Por la tarde, afuera de la librería, el joven escritor vende su libro. Lo ofrece como se ofrece una muestra de pulque, una suscripción a internet, un seguro de vida. Como un producto que, según él mismo, «quién quita y lo vuelve famoso». Sonríe mientras lo dice (me dan ñáñaras) y asegura que, por lo tanto, quizá debería comprarlo de una vez. Su costo es de 200 pesos. «Muy barato -dice-. Yo mismo lo imprimí. Son seis cuentos que hablan de…». Veo el título, que olvido al momento. La portada es parca, literalmente gris. Le digo: «Gracias, orita no, joven, ay pa la otra». Acabo de gastar tres veces eso, pienso, pero en otro libro, de un autor -muerto- que se volvió famoso al quinto intento, por ahí de los cuarenta y cinco. (Es un autor que amo y solo en él gastaría eso, pienso también.) Dada su prisa por vender, intuyo que aquel joven, que no lo era tanto (algo así como yo), no lleva mucho tiempo ahí, de pie, abordando/molestando potenciales compradores (a todo aquel que sale de o entra a la librería; a los demás no los pela, no sé por qué. ¿Por qué?, me pregunto, quizá cree que los demás, por el simple hecho de no entrar en una librería, no son lectores) y que quizá esté por irse de ahí. Como yo en ese momento.

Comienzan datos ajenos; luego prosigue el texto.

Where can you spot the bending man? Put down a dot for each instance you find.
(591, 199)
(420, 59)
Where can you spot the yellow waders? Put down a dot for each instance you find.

Por la noche converso, sobre la oscura barra de un sobrevalorado bar, con un joven editor. Es discreto, buena gente. Tiene voz de matón, le apodan Lalo Salamanca. Me dice que aprecia a los autores que no tienen prisa por publicar, por vender. Por volverse famosos. Que esos son los mejores. Le digo que qué se toma y brindamos. Así las siguientes tres horas.
Por la madrugada camino por las mismas calles, de vuelta a casa. Disfruto deambular a deshoras, entre la oscuridad y el silencio. En santa paz. Hasta que, unos metros antes de pasar frente a aquella misma librería, vislumbro un bulto humano envuelto en una cobija justo en la puerta de entrada/salida. Pienso en la joven promesa de la literatura universal, en el inmenso sacrificio que está haciendo por dar a conocer su obra. Imagino que en esa bolsa negra, sobre la que tiene recargada la cabeza, están sus ejemplares que, es un hecho, se maltratarán con el peso de sus ideas. Así que me aproximo y delicadamente le toco el hombro, para despertarlo. No sé, quizá le ofreceré que pase la noche en mi casa (probablemente también en el suelo, pero sobre una colchoneta y con una almohada que, aunque vieja, es de verdad). Un teporocho chimuelo es quien voltea. «Ora, culero, deja dormir», me dice. Disculpe, señor, le digo, saco unas cuantas monedas del bolsillo trasero y se las entrego mano a mano (la mía, fría; la suya, calientita). Calladito me retiro.